Bail bucks

End of bail could cost county money

click to enlarge Like other sheriffs and police chiefs, Sangamon County Sheriff Jack Campbell says he's concerned at the prospect of cash bail being eliminated by the legislature.
Like other sheriffs and police chiefs, Sangamon County Sheriff Jack Campbell says he's concerned at the prospect of cash bail being eliminated by the legislature.
Sangamon County is facing a potential budget hole as the state contemplates ending the cash bail system.

When someone posts bond, the county charges a 10 percent fee that goes into the county's general fund after cases are adjudicated. With $4.1 million of bonds held in 6,799 pending cases as of Dec. 31, the county stands to collect more than $400,000, although people who aren't charged with crimes within 90 days or so can get their money back, according to David Durall, chief deputy clerk in the Sangamon County circuit clerk's office.

On top of the percentage that flows through the clerk's office, the sheriff's office charges a flat $30 fee to everyone released on bond, although Sangamon County Sheriff Jack Campbell says that the money isn't collected if a person says they don't have it. "We don't hold them if they can't post it," the sheriff says.

During the past two years, the sheriff's office has collected nearly $177,000 in bond fees, including nearly $110,000 in 2019, before pandemic hit and police began issuing summonses in hopes of reducing the jail's population.

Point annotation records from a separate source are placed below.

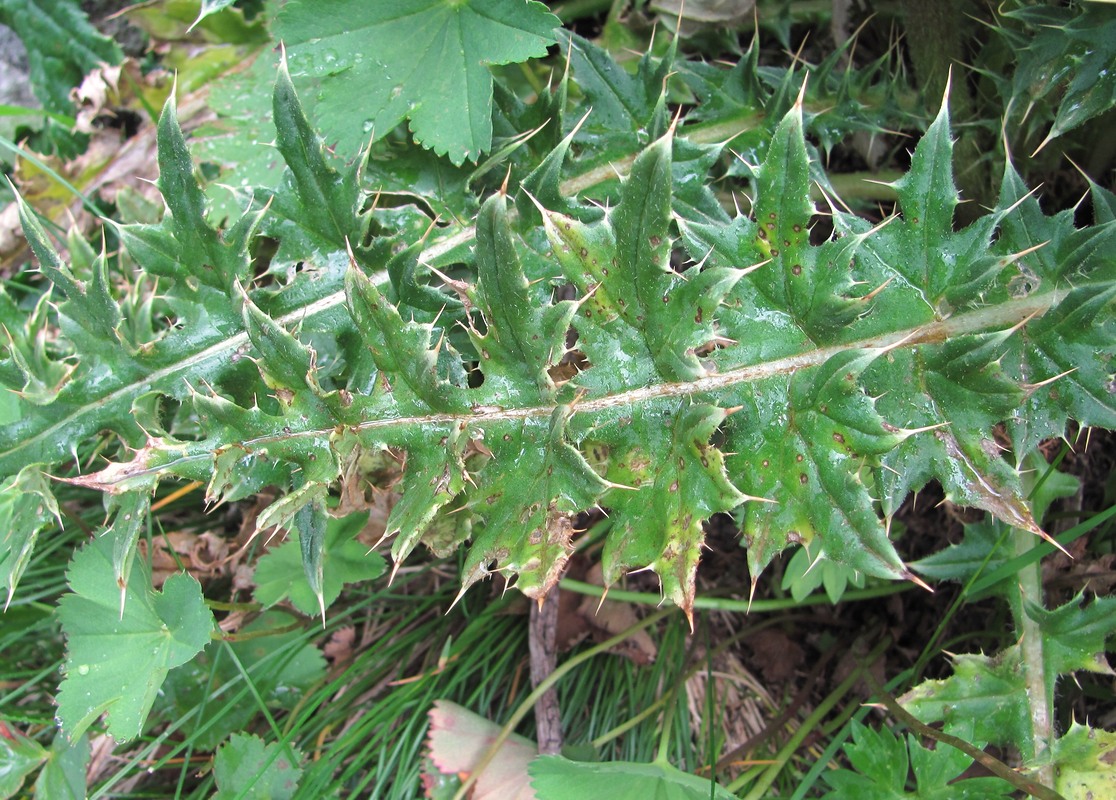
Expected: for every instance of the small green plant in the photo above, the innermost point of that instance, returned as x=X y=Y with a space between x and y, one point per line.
x=579 y=323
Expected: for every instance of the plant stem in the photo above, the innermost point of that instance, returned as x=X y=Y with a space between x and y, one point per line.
x=724 y=604
x=993 y=764
x=528 y=702
x=1040 y=699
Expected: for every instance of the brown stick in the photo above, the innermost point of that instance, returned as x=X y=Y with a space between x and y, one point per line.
x=541 y=642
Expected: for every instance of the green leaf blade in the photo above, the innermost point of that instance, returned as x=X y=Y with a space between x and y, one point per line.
x=116 y=664
x=444 y=89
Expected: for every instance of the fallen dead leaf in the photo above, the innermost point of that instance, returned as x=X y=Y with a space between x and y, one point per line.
x=459 y=739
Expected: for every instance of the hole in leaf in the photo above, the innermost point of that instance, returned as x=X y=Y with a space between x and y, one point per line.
x=473 y=374
x=263 y=250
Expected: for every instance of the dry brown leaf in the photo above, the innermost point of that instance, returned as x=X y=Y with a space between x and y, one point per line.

Sangamon County isn't alone. In Peoria County, Sheriff Brian Asbell figures his department will lose about 60 percent of fees collected from people who post bond if the cash bail system is eliminated. The Peoria County sheriff's department charges a $60 fee, twice what the Sangamon County sheriff's office demands. Asbell says that his department collected $122,000 via the $60 fee last year, below the $160,000 estimated before pandemic hit. As in Sangamon County, the money goes into the general fund.

Asbell says it's not about the money: He says he'd put the fee at zero in exchange for cash bail not being eliminated. As of press time, the fate of cash bail wasn't clear as lawmakers considered a bill that would overhaul the criminal justice system. In addition to eliminating cash bail, proposed changes contained in the bill would make it easier to sue police officers for misconduct, require officers to wear body cameras, prohibit chokeholds, revise use of force standards, remove disciplinary procedures from collective bargaining for police unions and otherwise change the way police and prosecutors do business in an effort to reduce police misconduct and make the system more fair for people who can't afford bail and so stay locked up while defendants with money go free pending trial.

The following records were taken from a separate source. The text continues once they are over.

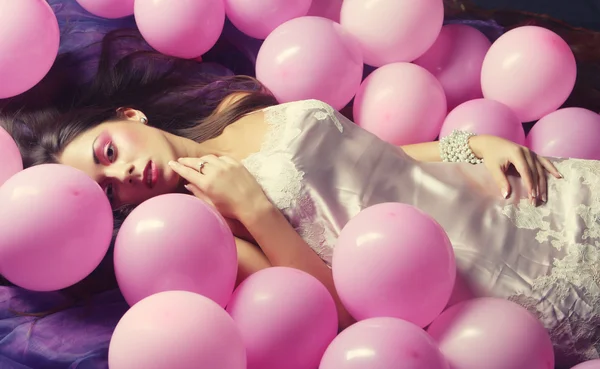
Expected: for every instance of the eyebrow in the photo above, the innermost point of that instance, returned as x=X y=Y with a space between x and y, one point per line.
x=94 y=151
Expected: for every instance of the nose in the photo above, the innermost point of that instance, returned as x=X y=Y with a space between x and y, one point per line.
x=122 y=172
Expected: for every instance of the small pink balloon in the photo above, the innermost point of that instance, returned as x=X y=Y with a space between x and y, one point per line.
x=176 y=329
x=401 y=103
x=391 y=31
x=455 y=59
x=413 y=258
x=485 y=117
x=175 y=242
x=530 y=69
x=389 y=342
x=259 y=18
x=493 y=334
x=184 y=29
x=330 y=9
x=111 y=9
x=11 y=162
x=28 y=45
x=286 y=316
x=56 y=225
x=592 y=364
x=319 y=50
x=567 y=133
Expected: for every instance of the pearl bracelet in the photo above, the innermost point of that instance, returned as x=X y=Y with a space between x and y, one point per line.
x=455 y=148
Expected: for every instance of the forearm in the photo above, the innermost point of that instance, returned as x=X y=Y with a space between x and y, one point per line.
x=430 y=151
x=283 y=246
x=426 y=151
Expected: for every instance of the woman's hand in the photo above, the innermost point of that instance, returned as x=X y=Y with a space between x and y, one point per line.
x=498 y=154
x=223 y=182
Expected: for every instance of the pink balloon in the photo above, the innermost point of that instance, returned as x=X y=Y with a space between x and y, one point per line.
x=413 y=258
x=176 y=329
x=530 y=69
x=567 y=133
x=259 y=18
x=592 y=364
x=184 y=29
x=56 y=225
x=286 y=316
x=392 y=31
x=389 y=342
x=318 y=50
x=401 y=103
x=493 y=334
x=28 y=45
x=485 y=117
x=110 y=9
x=175 y=242
x=11 y=162
x=455 y=59
x=330 y=9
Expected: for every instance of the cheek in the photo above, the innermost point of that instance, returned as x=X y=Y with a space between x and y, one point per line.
x=130 y=140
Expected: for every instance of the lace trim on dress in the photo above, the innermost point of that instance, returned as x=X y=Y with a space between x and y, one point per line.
x=274 y=169
x=578 y=272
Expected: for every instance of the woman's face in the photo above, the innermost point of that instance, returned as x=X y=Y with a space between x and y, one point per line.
x=127 y=158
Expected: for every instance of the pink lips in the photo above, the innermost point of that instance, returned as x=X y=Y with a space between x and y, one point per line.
x=150 y=175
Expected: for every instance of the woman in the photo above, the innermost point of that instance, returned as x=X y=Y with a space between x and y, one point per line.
x=288 y=177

"The money really has nothing to do with it," Asbell said. "You never want, to use traffic citations as an example, you never want to be policing for the revenue. That's never been the intention of the sheriff's office."

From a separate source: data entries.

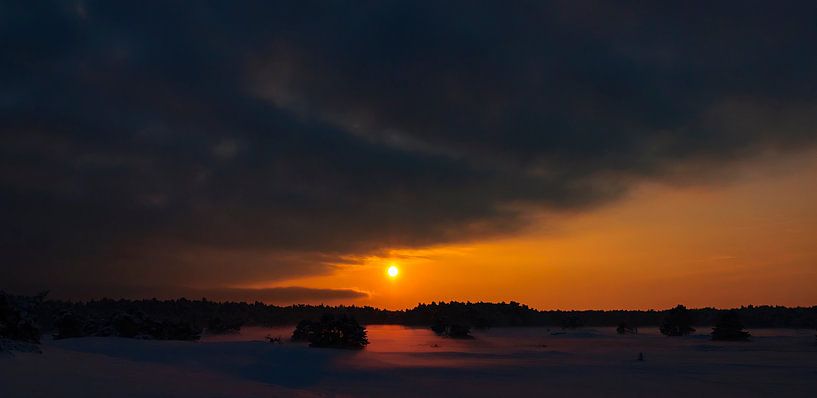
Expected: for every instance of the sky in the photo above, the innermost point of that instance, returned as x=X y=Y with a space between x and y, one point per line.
x=566 y=155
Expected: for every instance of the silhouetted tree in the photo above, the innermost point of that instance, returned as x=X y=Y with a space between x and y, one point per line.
x=729 y=328
x=16 y=322
x=678 y=322
x=625 y=328
x=332 y=332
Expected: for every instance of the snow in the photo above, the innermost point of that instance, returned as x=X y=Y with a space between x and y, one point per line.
x=403 y=361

The Illinois State Bar Association has praised the bill, but prosecutors outside Chicago, along with police chiefs and sheriffs, have warned that the measure will make it tougher to hold criminals accountable and protect the public.

"I'm very concerned," Campbell said. He predicted that headcount in the Sangamon County jail would initially go down if cash bail is eliminated but would eventually rise again as defendants end up back in jail for violating terms of release. "If there's no immediate penalty, police have to use additional resources to go back out and get them," he said. If defendants picked up on new charges have skipped court dates or otherwise not abided by release terms in past cases, Campbell said he believes that could be a factor in requiring bail. "I have a feeling, over time, this will all catch up if people fail to come back to court," he said.

In Peoria County, Asbell said he's concerned about people accused of misdemeanors and low-level felonies who typically aren't in jail for long stretches. Under current law, defendants receive $30 of credit toward bond for every day spent in jail – someone who is indigent and held on $300 bond, for example, now is freed after 10 days. And those days in jail, Asbell said, ultimately can help both the public and the accused.

"They're going to dig themselves deeper holes with more crime," Asbell said. "You don't stop the negative behavior. It continues. We keep them alive in jail. You might very well be hurting the same people you're trying to protect. We'll lose lives through ODs, we'll lose lives through self harm, we'll lose lives through other crimes."